Since I believe the correlation of usage of these tools is high, I think they could benefit from having similarly named flags.
puffybuf
fzf, ripgrep are some command line tools I like. Check them out. Being able to quickly search your history with fuzzy finder is so useful.
usrbinbash
There are many completely unnecessary "reworks" of classic UNIX stdutils that add very little to no value, and instead pitch themselves purely on "written in {lang-the-dev-likes}" or being "blazing fast" or something similar.
`fd` isn't one of those.
`fd` is amazing.
It is simpler, faster and easier to grok than `find`, the commands syntax is a straight up improvement, it comes with sane defaults which makes the easy things and common usecases simple, while the harder ones are way more accessible.

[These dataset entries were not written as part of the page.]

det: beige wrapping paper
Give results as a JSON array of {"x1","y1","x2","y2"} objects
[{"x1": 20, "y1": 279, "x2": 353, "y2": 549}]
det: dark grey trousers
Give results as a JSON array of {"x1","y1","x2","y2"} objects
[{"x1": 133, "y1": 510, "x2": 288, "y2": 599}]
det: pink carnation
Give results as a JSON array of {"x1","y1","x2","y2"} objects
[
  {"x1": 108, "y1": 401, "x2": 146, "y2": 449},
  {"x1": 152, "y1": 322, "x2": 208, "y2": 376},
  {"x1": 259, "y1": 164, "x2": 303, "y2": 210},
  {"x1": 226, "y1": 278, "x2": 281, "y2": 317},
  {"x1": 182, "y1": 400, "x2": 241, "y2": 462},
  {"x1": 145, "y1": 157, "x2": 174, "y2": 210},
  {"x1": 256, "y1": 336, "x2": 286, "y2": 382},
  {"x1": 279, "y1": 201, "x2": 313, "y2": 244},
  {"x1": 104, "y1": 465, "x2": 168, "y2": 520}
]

It uses colored output in an actually useful way, its manpage is more structured and easier to read…
and MOST IMPORTANTLY
…it is capable of running commands on search results with parallel execution out of the box, so no need to get GNU parallel into the command.
THIS is the kind of renewal of classic command line utilitis we need!
Literally the only pain point for me, is that it doesn't use glob-patterns by default, and that is easily fixed by a handy
pimlottc
For folks on macOS, you can also use "mdfind" as a command-line interface for macOS Spotlight search
https://ss64.com/mac/mdfind.html
BeetleB
I never managed to use find. I would always find a different way to solve my problem (e.g. Midnight Commander).
I use fd all the time.
Simply having a better command line interface is a big deal.